Ebbene, «finché un’economia è organizzata in modo tale da presentare delle depressioni, il problema della disoccupazione sfugge a qualsiasi soluzione personale»; finché la guerra ha a che fare con i rapporti tra gli Stati, «l’individuo ordinario sarà incapace di risolvere all’interno della propria orbita ristretta» le difficoltà che si creano; finché (e qui forse Wright Mills scriverebbe in maniera diversa, per la società di oggi) l’istituto della famiglia prevede la donna come «adorabile schiava dell’uomo» e l’uomo «il dispensatore di alimenti che non sa vivere senza la donna», il problema di separazioni e divorzi continuerà a non poter essere affrontato con successo sul piano personale.
Insomma: «Ciò che noi sperimentiamo in vari ambienti specifici è spesso determinato da mutamenti strutturali.

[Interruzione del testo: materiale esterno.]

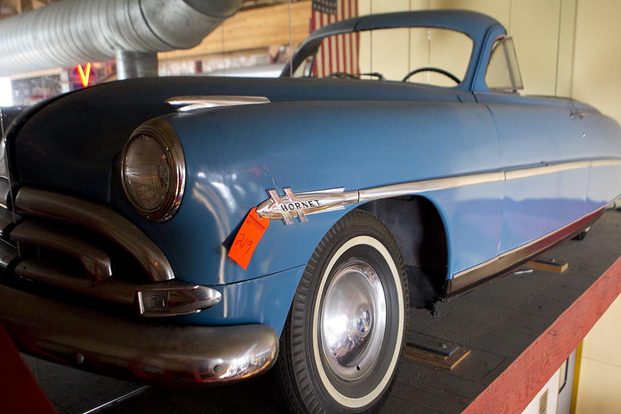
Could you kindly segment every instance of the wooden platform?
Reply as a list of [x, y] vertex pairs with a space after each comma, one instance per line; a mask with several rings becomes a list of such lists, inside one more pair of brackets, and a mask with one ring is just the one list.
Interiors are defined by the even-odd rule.
[[[563, 273], [506, 276], [440, 304], [432, 317], [410, 310], [410, 330], [471, 353], [449, 371], [404, 358], [385, 413], [520, 413], [621, 292], [621, 213], [606, 212], [582, 241], [548, 256]], [[26, 361], [34, 366], [33, 359]], [[37, 362], [59, 413], [86, 411], [139, 385]], [[150, 388], [105, 413], [281, 412], [261, 379], [207, 389]]]

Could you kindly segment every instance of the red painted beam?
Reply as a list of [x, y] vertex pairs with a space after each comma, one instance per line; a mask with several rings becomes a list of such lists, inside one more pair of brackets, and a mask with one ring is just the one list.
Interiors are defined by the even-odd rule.
[[489, 385], [463, 413], [521, 413], [621, 293], [621, 258]]
[[2, 326], [0, 367], [0, 412], [56, 413]]

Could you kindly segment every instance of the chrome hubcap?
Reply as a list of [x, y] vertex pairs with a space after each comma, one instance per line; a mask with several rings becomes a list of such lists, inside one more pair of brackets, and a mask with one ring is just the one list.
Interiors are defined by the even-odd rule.
[[384, 288], [361, 260], [343, 264], [328, 286], [320, 315], [325, 360], [340, 378], [361, 378], [374, 366], [386, 331]]

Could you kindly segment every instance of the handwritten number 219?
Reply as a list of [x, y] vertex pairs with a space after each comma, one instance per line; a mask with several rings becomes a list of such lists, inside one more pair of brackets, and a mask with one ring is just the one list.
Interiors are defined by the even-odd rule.
[[246, 235], [241, 233], [237, 237], [237, 240], [235, 242], [235, 246], [239, 246], [240, 250], [243, 249], [245, 247], [248, 247], [246, 249], [246, 253], [244, 254], [247, 254], [248, 252], [250, 251], [250, 247], [252, 246], [252, 240], [249, 240]]

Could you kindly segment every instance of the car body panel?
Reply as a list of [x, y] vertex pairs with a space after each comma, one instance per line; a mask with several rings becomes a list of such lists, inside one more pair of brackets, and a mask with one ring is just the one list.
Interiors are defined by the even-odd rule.
[[[81, 205], [88, 205], [117, 223], [129, 220], [135, 225], [132, 232], [146, 235], [170, 262], [176, 279], [171, 281], [173, 286], [180, 281], [184, 289], [190, 285], [188, 290], [194, 289], [192, 285], [203, 285], [219, 292], [220, 298], [215, 294], [210, 297], [219, 303], [193, 310], [199, 313], [165, 318], [163, 324], [143, 324], [153, 328], [148, 330], [152, 335], [175, 333], [164, 334], [157, 344], [161, 346], [155, 347], [158, 353], [176, 349], [176, 338], [194, 331], [183, 328], [233, 325], [225, 326], [231, 329], [199, 331], [206, 340], [211, 338], [223, 348], [227, 348], [227, 341], [235, 340], [233, 335], [232, 339], [218, 336], [218, 332], [263, 333], [260, 348], [269, 355], [255, 372], [269, 366], [276, 354], [276, 335], [283, 330], [306, 264], [322, 238], [352, 209], [380, 199], [414, 195], [431, 202], [443, 226], [448, 250], [445, 290], [437, 293], [450, 295], [467, 290], [578, 234], [601, 215], [602, 207], [621, 192], [621, 127], [576, 101], [491, 92], [485, 84], [490, 50], [506, 31], [494, 19], [471, 12], [407, 12], [340, 22], [311, 34], [294, 57], [293, 66], [330, 34], [417, 25], [461, 31], [473, 40], [470, 64], [460, 84], [440, 88], [288, 78], [288, 67], [284, 77], [277, 79], [172, 77], [101, 84], [53, 98], [16, 119], [6, 134], [11, 181], [7, 184], [7, 180], [0, 179], [2, 189], [24, 194], [27, 186], [53, 196], [67, 194], [72, 196], [65, 197], [71, 199], [76, 211]], [[270, 102], [186, 112], [165, 103], [174, 97], [219, 95], [265, 97]], [[138, 214], [125, 194], [120, 174], [121, 153], [132, 132], [153, 119], [171, 127], [168, 133], [176, 135], [185, 162], [183, 200], [175, 215], [164, 222]], [[270, 221], [247, 269], [242, 268], [227, 257], [238, 230], [251, 209], [274, 197], [267, 191], [281, 194], [285, 188], [292, 193], [343, 189], [350, 197], [342, 205], [331, 206], [342, 209], [309, 214], [307, 222], [294, 218], [292, 225], [286, 225], [279, 220]], [[82, 202], [84, 200], [99, 204]], [[7, 205], [17, 204], [8, 201]], [[59, 220], [61, 225], [67, 221], [81, 225], [47, 210], [17, 212], [25, 216], [19, 219], [25, 220], [36, 220], [38, 214]], [[92, 217], [88, 213], [83, 217]], [[0, 218], [9, 223], [0, 236], [11, 241], [16, 217], [7, 209], [0, 210]], [[99, 228], [81, 224], [94, 232]], [[101, 227], [105, 229], [105, 223]], [[415, 231], [412, 228], [411, 233]], [[111, 241], [110, 235], [99, 233], [95, 235], [108, 239], [101, 241], [104, 247], [112, 250], [104, 243]], [[2, 258], [15, 258], [8, 268], [23, 264], [17, 250], [10, 248], [14, 251], [8, 255], [0, 249]], [[131, 248], [125, 250], [131, 256]], [[131, 264], [131, 259], [125, 263]], [[163, 261], [153, 265], [163, 267]], [[137, 268], [139, 273], [144, 267], [129, 268]], [[57, 272], [65, 281], [65, 270]], [[129, 286], [131, 298], [140, 287], [133, 280], [121, 280], [125, 276], [121, 273], [117, 281]], [[140, 287], [138, 293], [153, 292], [161, 286], [150, 290]], [[168, 286], [164, 291], [178, 292], [165, 290]], [[2, 289], [3, 301], [10, 303], [11, 291], [17, 289]], [[79, 292], [83, 294], [84, 288]], [[17, 296], [25, 297], [23, 293]], [[162, 297], [158, 294], [150, 298], [158, 300]], [[143, 307], [165, 303], [148, 302], [150, 297], [144, 295]], [[53, 307], [53, 301], [39, 302]], [[30, 314], [40, 315], [37, 307], [29, 307]], [[160, 307], [166, 310], [165, 306]], [[93, 312], [107, 316], [107, 310], [102, 306]], [[19, 313], [13, 312], [11, 320], [18, 320]], [[71, 330], [61, 323], [57, 325], [59, 332]], [[101, 333], [92, 321], [91, 325], [89, 338], [61, 337], [60, 348], [55, 347], [66, 346], [77, 352], [89, 340], [101, 341]], [[22, 325], [27, 328], [32, 321]], [[123, 325], [126, 330], [134, 325], [142, 326], [133, 322]], [[40, 338], [27, 332], [19, 338], [24, 341], [23, 348], [39, 349], [35, 353], [45, 356], [37, 348]], [[109, 341], [112, 345], [119, 343], [118, 338], [111, 339], [114, 340]], [[127, 345], [125, 338], [120, 339]], [[253, 347], [252, 340], [245, 343]], [[135, 352], [136, 345], [130, 344]], [[98, 356], [109, 360], [108, 351], [115, 349], [104, 349]], [[219, 356], [211, 356], [211, 356], [217, 360]], [[235, 363], [246, 361], [235, 355], [231, 359]], [[98, 369], [107, 372], [106, 364], [97, 362]], [[181, 371], [191, 377], [194, 368]], [[233, 379], [238, 377], [242, 376]], [[200, 380], [204, 380], [212, 379]]]

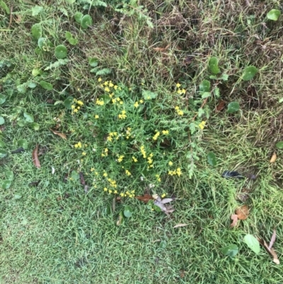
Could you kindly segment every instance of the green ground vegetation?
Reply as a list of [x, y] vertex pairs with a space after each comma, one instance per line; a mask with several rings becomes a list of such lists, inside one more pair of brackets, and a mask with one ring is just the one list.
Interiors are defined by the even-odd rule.
[[0, 1], [1, 283], [282, 283], [282, 8]]

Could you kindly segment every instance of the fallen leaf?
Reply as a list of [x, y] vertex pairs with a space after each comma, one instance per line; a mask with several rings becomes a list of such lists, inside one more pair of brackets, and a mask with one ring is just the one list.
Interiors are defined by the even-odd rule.
[[277, 156], [276, 153], [274, 152], [272, 157], [270, 159], [270, 163], [275, 163], [277, 159]]
[[248, 216], [248, 205], [241, 206], [239, 208], [236, 209], [235, 212], [238, 220], [246, 220]]
[[163, 52], [163, 51], [165, 51], [165, 50], [168, 50], [168, 48], [169, 48], [169, 45], [168, 45], [166, 47], [154, 47], [154, 48], [153, 48], [153, 50], [154, 50], [154, 51], [160, 51], [160, 52]]
[[173, 227], [173, 228], [180, 228], [180, 227], [185, 227], [188, 225], [189, 224], [177, 224]]
[[147, 203], [149, 200], [154, 200], [154, 198], [150, 194], [144, 194], [144, 195], [142, 196], [135, 196], [135, 198], [144, 202], [144, 203]]
[[275, 239], [276, 239], [276, 230], [275, 229], [273, 230], [272, 237], [271, 237], [271, 239], [270, 239], [270, 245], [268, 246], [268, 249], [270, 249], [272, 247], [273, 244], [275, 242]]
[[38, 159], [38, 144], [36, 144], [35, 149], [33, 151], [32, 157], [33, 157], [33, 164], [37, 168], [40, 168], [40, 162]]
[[238, 222], [238, 215], [236, 214], [232, 214], [231, 215], [231, 220], [233, 220], [232, 223], [231, 224], [230, 227], [232, 228], [236, 226]]
[[258, 241], [262, 246], [265, 247], [265, 249], [267, 251], [267, 252], [273, 257], [273, 262], [275, 263], [276, 264], [280, 264], [280, 261], [278, 259], [277, 254], [276, 254], [274, 249], [269, 249], [267, 244], [263, 239], [258, 238]]
[[50, 128], [50, 130], [55, 135], [59, 136], [61, 138], [63, 138], [64, 140], [67, 140], [66, 135], [62, 132], [59, 132], [58, 131], [54, 130], [52, 128]]
[[217, 105], [217, 106], [216, 107], [216, 112], [218, 113], [219, 111], [221, 111], [226, 105], [226, 102], [224, 101], [220, 101], [219, 103]]

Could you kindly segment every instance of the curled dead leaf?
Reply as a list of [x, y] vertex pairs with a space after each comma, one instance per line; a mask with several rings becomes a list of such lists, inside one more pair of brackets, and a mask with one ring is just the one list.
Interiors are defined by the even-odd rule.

Per comprendere quindi i mutamenti che si verificano in molti ambienti personali dobbiamo guardare al di là di questi ambienti».
Se utilizziamo i concetti e i ragionamenti di Wright Mills nel campo delle politiche sociali, e quindi delle risposte collettive finalizzate a migliorare il benessere di tutti, possiamo ben afferrare il perché non solo non sia giusto, ma neanche efficace trattare il disagio, la sofferenza, le avversità della vita che dipendono dal contesto sociale più ampio come difficoltà personali: si tratta infatti di esiti individuali di meccanismi collettivi, nei termini proposti dal sociologo statunitense.
I problemi sociali (issues) non vanno ridotti a difficoltà personali (troubles). Così dovrebbero ragionare i sistemi di welfare: non scaricare sul singolo le ricadute negative di processi sociali più ampi e non responsabilizzare l’individuo di fronte a disagi di cui non è colpevole.